Advertisement

Chinese President Xi Jinping praises normalisation of ties with Norway

Chinese President Xi Jinping on Monday praised the normalisation of relations with Norway, six years after a dispute over the Nobel Peace Prize, as Norway's prime minister said she was glad to be back.

Beijing: Chinese President Xi Jinping on Monday praised the normalisation of relations with Norway, six years after a dispute over the Nobel Peace Prize, as Norway's prime minister said she was glad to be back.

The visit by Erna Solberg is the first high-level exchange since December, when the two countries normalised ties that soured after the Oslo-based Nobel Committee awarded the 2010 Peace Prize to the still-imprisoned Chinese activist Liu Xiaobo.

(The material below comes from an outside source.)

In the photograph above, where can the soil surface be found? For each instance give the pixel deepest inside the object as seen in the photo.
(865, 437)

Solberg's visit, the first to China by a Norwegian prime minister for a decade, began Friday and will end Tuesday.

"Your visit this time holds a lot of significance," Xi told her at a meeting in the Great Hall of the People.

He noted that Norway had been one of the first Western countries to recognise the People's Republic of China, and one of the earliest to recognise its status as a market economy.

Solberg said she was "delighted to be back" in China and Norway's king was also happy to accept Xi's invitation to visit in the autumn of 2018.

On Friday she met Premier Li Keqiang, signing numerous cooperation documents including an agreement to resume negotiations on a free trade pact.

Liu Xiaobo was sentenced in 2009 to 11 years in jail for "subversion", after he co-wrote a text calling for democracy in China. His wife Liu Xia remains under house arrest.

Diplomatic relations and trade talks were frozen after Liu was given his Nobel. Norway's salmon industry suffered as exports to China were halted.

Exchanges only resumed last December after Norway pledged its commitment to the one-China policy and respect for China's territorial integrity.

The Western media often blamed China for "converting its economic power into strategic influence", but cooperating on economic goals was ultimately more beneficial than clashing over human rights issues, an editorial in the Global Times newspaper, which often takes a nationalistic tone, said Monday.